Prevented from returning to his own home after a trip, Martin Lever decided to use his two weeks in a quarantine hotel to help out those who don't even have a home to go back to.
Lever, founder and creative partner at creative agency ARCC Asia, took inspiration from the hillside view out his window in room 202 of L’Hotel Wong Chuk Hang (since rebranded as Nina Hotel Island South), picked up brushes and paints, and created two impressions of the view per day for 14 days.
"During an overseas trip last October, the government changed the border entry rules for all returnees," Lever said in a release. "So upon my return to HK, I found myself denied the privilege and liberty to return to my home. This instantly heightened my empathy for the plight of people who are permanently deprived the privilege of going home."

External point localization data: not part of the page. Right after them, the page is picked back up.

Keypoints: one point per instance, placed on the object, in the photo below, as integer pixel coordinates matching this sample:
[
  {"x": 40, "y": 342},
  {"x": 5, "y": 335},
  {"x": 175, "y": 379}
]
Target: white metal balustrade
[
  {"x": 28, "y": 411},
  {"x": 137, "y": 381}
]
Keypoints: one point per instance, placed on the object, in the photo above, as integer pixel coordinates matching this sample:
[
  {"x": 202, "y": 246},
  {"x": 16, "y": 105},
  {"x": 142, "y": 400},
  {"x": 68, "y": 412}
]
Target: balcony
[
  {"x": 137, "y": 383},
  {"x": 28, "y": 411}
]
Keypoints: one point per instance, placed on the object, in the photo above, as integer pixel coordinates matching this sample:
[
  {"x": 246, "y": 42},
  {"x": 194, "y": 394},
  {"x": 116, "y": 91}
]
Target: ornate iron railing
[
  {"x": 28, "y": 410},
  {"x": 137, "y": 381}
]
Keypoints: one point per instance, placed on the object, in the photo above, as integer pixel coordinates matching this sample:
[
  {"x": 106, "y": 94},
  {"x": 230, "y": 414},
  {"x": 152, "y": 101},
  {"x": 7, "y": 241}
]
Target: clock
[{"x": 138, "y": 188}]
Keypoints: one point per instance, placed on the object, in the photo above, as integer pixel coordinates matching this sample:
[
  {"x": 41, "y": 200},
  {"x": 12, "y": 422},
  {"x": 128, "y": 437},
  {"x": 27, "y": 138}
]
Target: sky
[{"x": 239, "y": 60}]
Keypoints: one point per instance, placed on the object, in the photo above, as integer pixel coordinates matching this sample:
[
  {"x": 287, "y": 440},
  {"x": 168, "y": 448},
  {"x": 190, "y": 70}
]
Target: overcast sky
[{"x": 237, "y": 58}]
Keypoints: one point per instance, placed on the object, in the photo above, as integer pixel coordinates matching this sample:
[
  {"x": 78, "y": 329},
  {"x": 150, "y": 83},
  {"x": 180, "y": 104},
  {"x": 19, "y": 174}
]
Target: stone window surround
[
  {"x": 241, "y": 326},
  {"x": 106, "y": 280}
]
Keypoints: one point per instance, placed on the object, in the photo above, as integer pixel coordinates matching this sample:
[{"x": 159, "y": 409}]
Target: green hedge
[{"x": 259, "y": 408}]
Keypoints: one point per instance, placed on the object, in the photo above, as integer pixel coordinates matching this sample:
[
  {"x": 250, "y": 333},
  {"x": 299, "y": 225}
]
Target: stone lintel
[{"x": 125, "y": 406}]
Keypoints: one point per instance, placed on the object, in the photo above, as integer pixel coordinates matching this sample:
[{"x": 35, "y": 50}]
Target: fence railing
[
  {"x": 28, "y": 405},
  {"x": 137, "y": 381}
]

Jeff Rotmeyer, founder and CEO of ImpactHK, said that Hong Kong has more than 1000 registered street sleepers, plus a growing number of employed street sleepers who just can’t afford to pay rent, so the organisation is always looking for innovative ways to raise funds.
"The Room 202 Project is perfect in many ways," Rotmeyer said. "Firstly, it is a deeply personal art project, inspired by emotive circumstance. This naturally fits with our personalised approach to supporting people who are living on the streets; we see people as unique individuals and not mere statistics. The fact that the artwork was also created while Martin was experiencing a small sense of what it’s like to be deprived access to his home, gives the project an added sense of genuine empathy—and the artwork a powerful added layer of meaning."